Influence of SSPN on adhesion complexes in cardiac muscle. A schematic diagram illustrates the changes that occur at the sarcolemma due to overexpression of human SSPN in mdx and mdx ^TG mice. Protein levels of the entire DGC as well as the α7/β1D‐integrin complexes (light purple) are depicted by changes in color intensity. SSPN (green) is represented as a 4‐transmembrane‐spanning protein, where dark green represents its 3‐fold overexpression. The sarcoglycans (α‐, β‐, γ‐, δ‐ SGs; light orange) are depicted as transmembrane oval shapes.
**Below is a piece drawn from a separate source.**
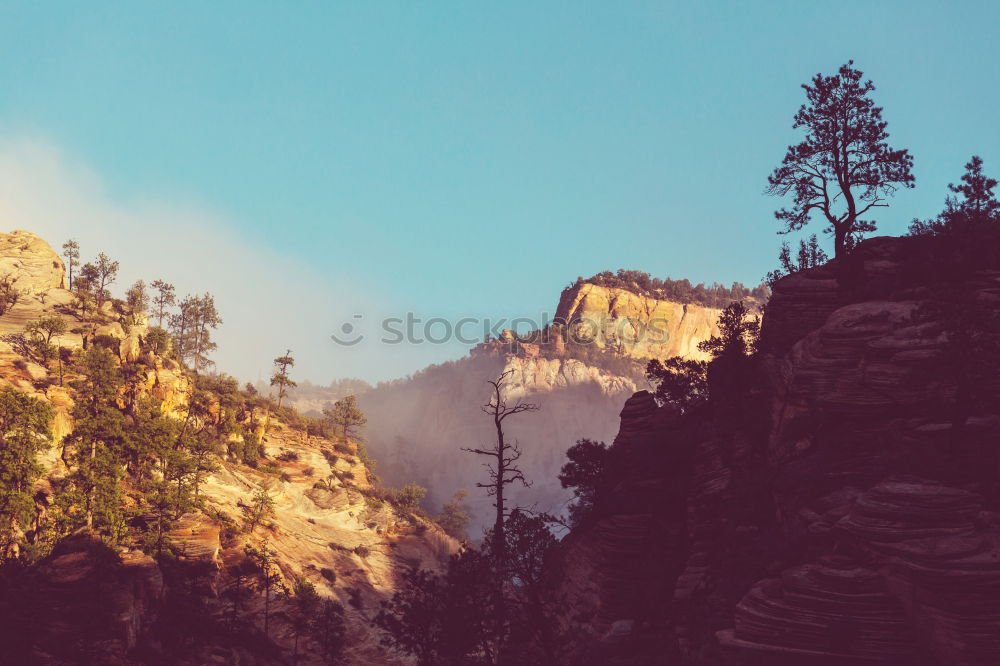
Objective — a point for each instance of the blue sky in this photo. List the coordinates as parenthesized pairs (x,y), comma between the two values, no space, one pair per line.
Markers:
(455,158)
Dystrophin (Dys; white) is shown on the cytoplasmic face of the sarcolemma membrane. Dystroglycan (α‐, β‐DGs; light blue) levels do not change with SSPN levels. Glycosylation is depicted as black branches on both the SGs and DGs. CK‐MB is shown as a green sphere and EBD is depicted as a red square. Black lines indicate laminin in the extracellular matrix to which α‐DG and the DGC associate.This schematic summarizes the major findings when SSPN is overexpressed including: (1) increased association of utrophin and Itgb to the DGC, (2) increased laminin binding, (3) improved membrane stability, (4) improved tissue histology and cardiac function in DMD mice, and (5) reduced cardiac hypertrophy. CK‐MB indicates cardiac creatine kinase; DGC, dystrophin–glycoprotein complex; DMD, Duchenne muscular dystrophy; EBD, Evans blue dye; mdx, Duchenne muscular dystrophy mouse model; Itgb, β1D‐integrin; mdx ^TG, mdx mice overexpressing human sarcospan; SSPN, sarcospan; SSPN, sarcospan.